# Greetings from LA



## DwayneM (Jul 24, 2016)

I kind of stumbled across this forum, and as I note in my profile, my late father was a mason (PM of Andrew Jackson Lodge in New Orleans, #428), and I consider his brothers my uncles, good men all.


----------



## Bloke (Jul 24, 2016)

Greetings. Sounds like you've not joined yourself. I did.

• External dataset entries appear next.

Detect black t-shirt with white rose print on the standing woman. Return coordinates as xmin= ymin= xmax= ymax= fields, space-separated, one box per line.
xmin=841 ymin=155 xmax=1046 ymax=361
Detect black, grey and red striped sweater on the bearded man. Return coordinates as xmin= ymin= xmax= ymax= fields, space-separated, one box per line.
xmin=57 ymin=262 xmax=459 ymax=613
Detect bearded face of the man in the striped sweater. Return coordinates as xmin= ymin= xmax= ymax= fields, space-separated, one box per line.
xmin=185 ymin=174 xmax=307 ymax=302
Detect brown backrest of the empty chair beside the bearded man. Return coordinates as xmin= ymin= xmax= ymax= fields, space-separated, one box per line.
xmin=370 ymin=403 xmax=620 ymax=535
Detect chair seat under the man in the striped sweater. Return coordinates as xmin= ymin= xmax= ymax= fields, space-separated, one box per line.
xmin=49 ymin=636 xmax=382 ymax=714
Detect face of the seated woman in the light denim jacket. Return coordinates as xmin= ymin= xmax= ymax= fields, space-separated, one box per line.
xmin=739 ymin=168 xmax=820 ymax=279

One of the best decisions I've made.

Welcome to the forum.


----------



## Warrior1256 (Jul 24, 2016)

Greetings and welcome to the forum.


----------



## dfreybur (Jul 24, 2016)

Just checking if you are aware that in general there are no invitations to become a Mason in the US.  The way to join is to start the process by asking a man you believe to be a Mason how to become a Mason.  We're here to answer your questions.  It's up to you to add my first two sentences together to figure out the specific question we'll all wait for you to ask.


----------



## KSigMason (Jul 25, 2016)

Greetings and welcome to this forum.


----------



## Glen Cook (Jul 25, 2016)

DwayneM said:


> I kind of stumbled across this forum, and as I note in my profile, my late father was a mason (PM of Andrew Jackson Lodge in New Orleans, #428), and I consider his brothers my uncles, good men all.

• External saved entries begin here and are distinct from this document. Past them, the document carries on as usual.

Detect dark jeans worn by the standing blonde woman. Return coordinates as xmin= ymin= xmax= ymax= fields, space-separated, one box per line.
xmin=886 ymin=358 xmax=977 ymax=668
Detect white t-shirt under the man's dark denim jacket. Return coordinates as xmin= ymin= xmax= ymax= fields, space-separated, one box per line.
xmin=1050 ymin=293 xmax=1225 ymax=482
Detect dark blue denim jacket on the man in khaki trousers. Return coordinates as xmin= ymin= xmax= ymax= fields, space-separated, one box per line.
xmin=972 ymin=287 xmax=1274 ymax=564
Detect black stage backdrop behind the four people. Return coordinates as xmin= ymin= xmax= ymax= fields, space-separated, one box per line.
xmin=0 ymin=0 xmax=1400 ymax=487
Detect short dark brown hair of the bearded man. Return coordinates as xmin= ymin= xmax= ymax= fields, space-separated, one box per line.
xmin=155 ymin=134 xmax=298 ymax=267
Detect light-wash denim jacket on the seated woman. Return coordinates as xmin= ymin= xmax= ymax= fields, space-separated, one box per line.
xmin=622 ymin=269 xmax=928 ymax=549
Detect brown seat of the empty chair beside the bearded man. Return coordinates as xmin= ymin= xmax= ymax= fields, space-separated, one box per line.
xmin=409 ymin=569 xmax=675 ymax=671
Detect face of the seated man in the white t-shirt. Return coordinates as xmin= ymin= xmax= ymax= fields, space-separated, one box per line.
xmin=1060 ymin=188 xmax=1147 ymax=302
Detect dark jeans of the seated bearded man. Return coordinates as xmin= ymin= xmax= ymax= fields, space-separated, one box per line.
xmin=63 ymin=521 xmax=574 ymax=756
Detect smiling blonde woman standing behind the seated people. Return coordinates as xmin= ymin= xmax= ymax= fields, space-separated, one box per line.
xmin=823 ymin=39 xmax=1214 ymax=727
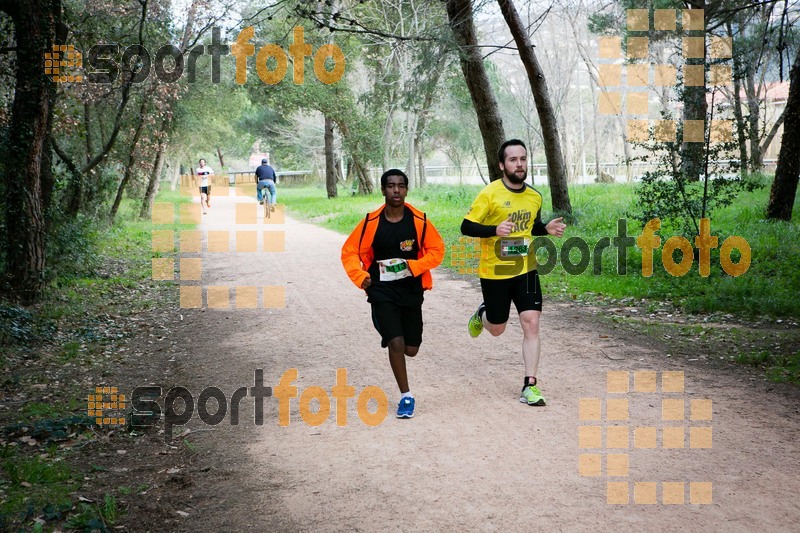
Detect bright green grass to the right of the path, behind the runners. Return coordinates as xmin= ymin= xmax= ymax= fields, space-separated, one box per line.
xmin=280 ymin=184 xmax=800 ymax=317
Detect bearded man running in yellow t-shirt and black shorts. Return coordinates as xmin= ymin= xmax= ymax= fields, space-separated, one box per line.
xmin=461 ymin=139 xmax=567 ymax=405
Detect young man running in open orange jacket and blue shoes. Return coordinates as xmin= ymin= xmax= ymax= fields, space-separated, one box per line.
xmin=342 ymin=169 xmax=444 ymax=418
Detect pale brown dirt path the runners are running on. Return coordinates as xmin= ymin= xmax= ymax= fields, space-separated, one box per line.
xmin=153 ymin=193 xmax=800 ymax=531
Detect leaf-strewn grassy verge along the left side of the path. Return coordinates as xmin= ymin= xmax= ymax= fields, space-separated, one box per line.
xmin=0 ymin=186 xmax=194 ymax=531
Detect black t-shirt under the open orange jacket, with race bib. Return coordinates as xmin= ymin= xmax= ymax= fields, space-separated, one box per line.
xmin=367 ymin=208 xmax=423 ymax=306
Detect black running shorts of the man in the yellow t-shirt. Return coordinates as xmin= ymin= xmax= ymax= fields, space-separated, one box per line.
xmin=481 ymin=270 xmax=542 ymax=324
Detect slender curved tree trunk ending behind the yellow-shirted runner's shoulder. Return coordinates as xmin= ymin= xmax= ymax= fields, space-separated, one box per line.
xmin=498 ymin=0 xmax=572 ymax=213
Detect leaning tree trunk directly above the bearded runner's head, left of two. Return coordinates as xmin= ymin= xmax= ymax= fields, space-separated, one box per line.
xmin=443 ymin=0 xmax=505 ymax=181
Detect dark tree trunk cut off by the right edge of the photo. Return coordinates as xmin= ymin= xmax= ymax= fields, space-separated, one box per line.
xmin=767 ymin=49 xmax=800 ymax=221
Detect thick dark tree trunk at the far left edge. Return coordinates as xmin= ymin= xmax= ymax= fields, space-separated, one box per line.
xmin=0 ymin=0 xmax=61 ymax=303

Just spent the weekend with Bill Mollere from LA


----------



## DwayneM (Aug 9, 2016)

dfreybur said:


> Just checking if you are aware that in general there are no invitations to become a Mason in the US.  The way to join is to start the process by asking a man you believe to be a Mason how to become a Mason.  We're here to answer your questions.  It's up to you to add my first two sentences together to figure out the specific question we'll all wait for you to ask.



I understand your post well.  My father's similar statements aside, for a while in this area there was a proliferation of bumper stickers that read, "2B1 [square and compass] ASK 1." I am not specifically opposed to joining, and enjoy the welcome attitude of this forum.


----------



## Randy81 (Aug 16, 2016)

DwayneM said:


> I understand your post well.  My father's similar statements aside, for a while in this area there was a proliferation of bumper stickers that read, "2B1 [square and compass] ASK 1." I am not specifically opposed to joining, and enjoy the welcome attitude of this forum.


Where in Louisiana are you from? I'm a member of Phoenix Lodge #38 in Natchitoches. Any assistance you might need concerning Masonry in Louisiana, I could definitely assist you. Oh, and welcome to the forum!


----------



## KLLaughman66 (Aug 21, 2016)

Welcome!


----------